Viable and credible nuclear power

Nyngan solar PV farm, NSW; 102 MW
Solar farm
Solar PV at this sort of scale is far less expensive than nuclear power.
Pumped hydro power or possibly batteries (expensive in 2017) can be used to store the power for use when the light is not bright.
If nuclear power is ever to become a credible and viable source of electricity it should be able to pass a number of tests.
  1. It must be possible to convincingly demonstrate that when its total emissions – from mine to dump and decommissioning – are taken into account it is a genuinely low-carbon option.

  2. We must be able to know exactly where and how the waste is disposed of.

  3. The whole nuclear cycle, mining, planning, building, running, decommissioning, disposal of waste and insurance must be economically viable and not require government subsidy. (Enough subsidy to allow the power produced to compete with fossil fuel electricity could be excepted, see Level playing field.)

  4. There must be convincing evidence that no civil nuclear materials will be diverted for military purposes or used for terrorism.

  5. The uranium must be used efficiently (that is, a large percentage of the potential energy is utilised – not the approximately 1% that is currently extracted – before the 'spent' fuel is dumped.)

  6. The risks posed by the huge radiation leakage that would result from the bombing of nuclear power stations in war time must be fully taken into account.

  7. Finally, one condition that before the Fukushima fiasco might have been thought obvious; no plants should be built on major fault zones, on tsunami-prone coasts, on eroding seashores or those likely to be inundated before the plant has been decommissioned or any other places which are geologically unsafe.
(Some of the points above were adapted from an article by George Monbiot.)

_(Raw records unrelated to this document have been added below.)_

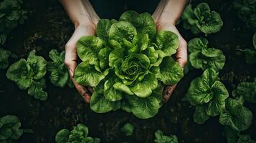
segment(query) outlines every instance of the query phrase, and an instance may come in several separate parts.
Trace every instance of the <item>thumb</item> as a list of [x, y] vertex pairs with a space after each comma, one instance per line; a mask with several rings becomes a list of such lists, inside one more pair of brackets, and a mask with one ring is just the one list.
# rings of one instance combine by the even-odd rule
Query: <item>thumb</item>
[[[71, 77], [74, 77], [74, 73], [77, 66], [77, 53], [75, 49], [75, 45], [69, 45], [67, 43], [66, 45], [66, 52], [65, 56], [65, 64], [66, 64], [69, 73]], [[75, 48], [74, 48], [75, 47]]]

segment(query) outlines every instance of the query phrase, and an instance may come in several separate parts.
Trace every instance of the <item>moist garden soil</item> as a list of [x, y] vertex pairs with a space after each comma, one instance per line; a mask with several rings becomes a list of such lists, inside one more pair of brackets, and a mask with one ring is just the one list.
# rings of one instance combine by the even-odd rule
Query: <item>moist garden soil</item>
[[[24, 0], [29, 11], [29, 19], [12, 31], [5, 45], [6, 49], [19, 57], [27, 57], [36, 49], [38, 55], [49, 60], [52, 49], [65, 50], [65, 44], [73, 31], [73, 25], [57, 1]], [[207, 2], [211, 9], [219, 12], [224, 21], [220, 32], [207, 36], [212, 47], [223, 51], [226, 56], [224, 69], [219, 77], [229, 94], [241, 82], [252, 82], [256, 77], [255, 64], [245, 63], [244, 54], [239, 49], [252, 47], [253, 31], [237, 17], [232, 7], [232, 0], [192, 1], [193, 5]], [[178, 25], [186, 41], [195, 36]], [[15, 61], [15, 59], [10, 63]], [[179, 83], [168, 103], [158, 114], [148, 119], [139, 119], [132, 114], [121, 110], [106, 114], [93, 112], [75, 89], [59, 88], [47, 80], [48, 99], [41, 102], [29, 97], [26, 90], [20, 90], [16, 84], [6, 77], [6, 69], [0, 70], [0, 117], [17, 116], [22, 128], [32, 129], [33, 134], [24, 134], [17, 142], [54, 142], [56, 133], [78, 123], [89, 127], [89, 135], [99, 137], [102, 142], [153, 142], [154, 132], [161, 129], [164, 134], [176, 134], [179, 142], [227, 142], [223, 137], [223, 127], [219, 117], [212, 117], [206, 124], [196, 124], [193, 121], [194, 108], [182, 101], [190, 82], [199, 77], [201, 70], [191, 70]], [[49, 75], [47, 75], [49, 77]], [[256, 115], [256, 104], [246, 103]], [[132, 123], [135, 132], [131, 137], [120, 132], [127, 122]], [[245, 134], [256, 139], [256, 117]]]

Wind and nuclear power in China

Wind power overtakes nuclear in China
Nuclear and wind in China
Graph credit Earth Policy Institute
A piece by J. Matthew Roney of the Earth Policy Institute was published on 2014/03/04:
"In China, wind power is leaving nuclear behind. Electricity output from China's wind farms exceeded that from its nuclear plants for the first time in 2012, by a narrow margin. Then in 2013, wind pulled away-outdoing nuclear by 22 percent. The 135 terawatt-hours of Chinese wind-generated electricity in 2013 would be nearly enough to power New York State."
This seems to be a demonstration that nuclear power is simply not an economically viable option any more, irrespective of its environmental questions and advantages or disadvantages.

This section added
Edited 2021/06/11

Decommissioning cost

Not many nuclear power stations have been fully decommissioned, certainly it is difficult to obtain reliable figures on decommissioning costs.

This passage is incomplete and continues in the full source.